Call this function before calling pipeline.run() to set hosts/njobs/etc. When restarting, call this function to modify the options.
- readNewFormatVariable(varname, keywords)¶
- readNewFormatStage(stagename, keywords)¶
- readNewFormat(command_file)¶
- readFile(command_file)¶
Read a Pipeline input file.
- Raises
RuntimeError – Raised if there is a problem with input file.
- checkUserOutputs()¶
Make sure that all specified user outputs are variable names that are returned by a stage. This is done to fail on typos in input file.
- Raises
RuntimeError – Raised on invalid USEROUT name.
- createStage(stagename, inIOnames, outIOnames, stage_class, keywords)¶
Create a stage object and add it to the pipeline.
- Parameters
stagename – Name of the stage.
inIOnames – Input pipeio object names.
outIOnames – Output pipeio object names.
stage_class – module.class defining the stage.

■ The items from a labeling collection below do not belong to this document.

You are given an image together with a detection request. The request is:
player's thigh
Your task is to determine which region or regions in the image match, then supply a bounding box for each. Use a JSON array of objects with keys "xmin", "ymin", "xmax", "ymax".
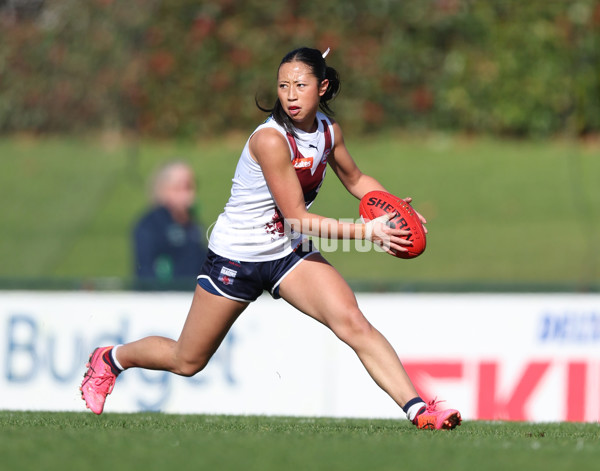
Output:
[
  {"xmin": 279, "ymin": 254, "xmax": 363, "ymax": 328},
  {"xmin": 176, "ymin": 286, "xmax": 248, "ymax": 362}
]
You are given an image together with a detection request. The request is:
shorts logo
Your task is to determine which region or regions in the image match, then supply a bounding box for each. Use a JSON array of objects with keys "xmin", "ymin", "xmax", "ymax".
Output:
[{"xmin": 219, "ymin": 267, "xmax": 237, "ymax": 285}]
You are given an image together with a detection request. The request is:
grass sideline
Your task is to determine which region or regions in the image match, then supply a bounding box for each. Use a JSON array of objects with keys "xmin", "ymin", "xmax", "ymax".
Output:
[
  {"xmin": 0, "ymin": 411, "xmax": 600, "ymax": 471},
  {"xmin": 0, "ymin": 132, "xmax": 600, "ymax": 288}
]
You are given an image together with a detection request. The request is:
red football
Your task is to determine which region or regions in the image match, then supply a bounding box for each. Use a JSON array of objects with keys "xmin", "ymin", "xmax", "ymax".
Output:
[{"xmin": 358, "ymin": 190, "xmax": 427, "ymax": 258}]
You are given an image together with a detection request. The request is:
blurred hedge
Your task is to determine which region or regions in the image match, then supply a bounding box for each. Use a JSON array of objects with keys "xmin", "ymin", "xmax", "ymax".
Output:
[{"xmin": 0, "ymin": 0, "xmax": 600, "ymax": 136}]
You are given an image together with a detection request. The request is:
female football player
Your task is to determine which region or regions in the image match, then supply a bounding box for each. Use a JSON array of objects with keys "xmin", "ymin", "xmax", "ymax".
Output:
[{"xmin": 81, "ymin": 48, "xmax": 461, "ymax": 429}]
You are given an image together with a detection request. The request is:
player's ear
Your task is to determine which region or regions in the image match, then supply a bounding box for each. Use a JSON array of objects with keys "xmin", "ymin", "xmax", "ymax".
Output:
[{"xmin": 319, "ymin": 79, "xmax": 329, "ymax": 96}]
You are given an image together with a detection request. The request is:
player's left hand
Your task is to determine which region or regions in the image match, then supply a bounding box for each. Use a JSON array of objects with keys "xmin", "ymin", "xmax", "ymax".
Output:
[{"xmin": 404, "ymin": 196, "xmax": 427, "ymax": 234}]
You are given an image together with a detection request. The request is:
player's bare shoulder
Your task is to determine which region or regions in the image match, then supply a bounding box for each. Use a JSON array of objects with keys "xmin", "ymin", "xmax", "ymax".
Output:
[{"xmin": 249, "ymin": 128, "xmax": 289, "ymax": 163}]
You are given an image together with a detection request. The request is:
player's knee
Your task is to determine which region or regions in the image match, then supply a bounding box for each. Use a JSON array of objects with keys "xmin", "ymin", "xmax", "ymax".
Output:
[{"xmin": 333, "ymin": 308, "xmax": 373, "ymax": 346}]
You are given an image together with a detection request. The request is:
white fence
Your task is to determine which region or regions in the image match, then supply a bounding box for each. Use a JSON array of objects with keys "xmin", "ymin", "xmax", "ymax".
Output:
[{"xmin": 0, "ymin": 291, "xmax": 600, "ymax": 421}]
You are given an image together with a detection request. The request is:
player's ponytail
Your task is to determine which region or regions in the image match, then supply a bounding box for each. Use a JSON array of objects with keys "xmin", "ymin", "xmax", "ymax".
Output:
[
  {"xmin": 319, "ymin": 66, "xmax": 341, "ymax": 115},
  {"xmin": 255, "ymin": 47, "xmax": 341, "ymax": 136}
]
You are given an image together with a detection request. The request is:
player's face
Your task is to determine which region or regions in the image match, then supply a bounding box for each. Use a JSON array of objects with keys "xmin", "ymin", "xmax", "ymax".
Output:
[{"xmin": 277, "ymin": 62, "xmax": 329, "ymax": 132}]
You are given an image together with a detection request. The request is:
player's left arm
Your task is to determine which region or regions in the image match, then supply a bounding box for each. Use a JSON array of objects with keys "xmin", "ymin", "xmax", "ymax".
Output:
[
  {"xmin": 328, "ymin": 121, "xmax": 427, "ymax": 232},
  {"xmin": 328, "ymin": 122, "xmax": 387, "ymax": 199}
]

keywords (list) – All keywords for the stage, a list of (keyword, value) tuples.
- Raises
RuntimeError or ImportError – Raised on input file error.
- reportParameters()¶
Print the parameters of each stage.
- inputsForStagesDefined()¶
Check if the inputs for all stages are either specified in the input variables or are outputs from other stages.
- Raises
RuntimeError – Raised if inputs are not defined, as this indicates the input file is invalid.
- startReadyStages()¶
Start all stages that are ready to be run.
When restarting, start WAITING and RESTARTING stages. When NOT restarting, start only WAITING stages. Return the number of stages that were started (not currently used).
- setStageOptions(stageobj)¶
Propagate the pipeline options (hosts, ncpus, etc) to the specified stage.
- requestCpus()¶
- updateStagesCpus()¶
Send messages to stages (if necessary) telling them how many processors to use from each host.
- dump()¶
Dumps the Pipeline instance to a restart file
- getStageByJobid(jobid)¶
- handleStageMessages()¶
- distributeCpus()¶
Called when extra CPUs become available (as given back by the stages using them). Will distribute the freed-up CPUs to other stages.
- run(idle_function=None)¶
Run the Pipeline.
- Parameters
idle_function – A routine to call periodically while running the pipeline.
- Raises
RuntimeError – Raised if Pipeline failed for any reason.
- getUserOutputs()¶
Return a list of pipeio objects that are to be presented to the user at the end of the Pipeline run.
- getStructureOutput()¶
- getUserOutputFiles()¶
Return a list of files for all user (final) outputs of Pipeline.
- printAction(stagename, stagejobid, action)¶
Print an action for stage
stagename
.- Parameters
stagejobid – The jobid of the stage.
action – The latest action of the stage.
- cleanupIntermediateFiles(stagejob)¶
Remove any stage outputs that are no longer needed. Intermediate files are any outputs of a previously completed stage. They are no longer needed if they are not marked as a USEROUT, and they are not needed as input for any yet-to-be-run stage.
- getUsedHosts(host_pool)¶
Return a dictionary of hosts that are CURRENTLY checked out (used) by all stages combined (within specified host_pool).
- schrodinger.pipeline.pipeline.Restart(restart_file, restartbeg=False)¶
Recover a saved Pipeline instance.
Specify new options only if the settings need to change.
Returns a Pipeline instance recovered from the restart_file. You need to call
pipeline.run()
in order to get the pipeline running.- Raises
RuntimeError – Raised if a Pipeline can’t be loaded from the specified file.
- Parameters
restartbeg – Whether to start failed stages from beginning.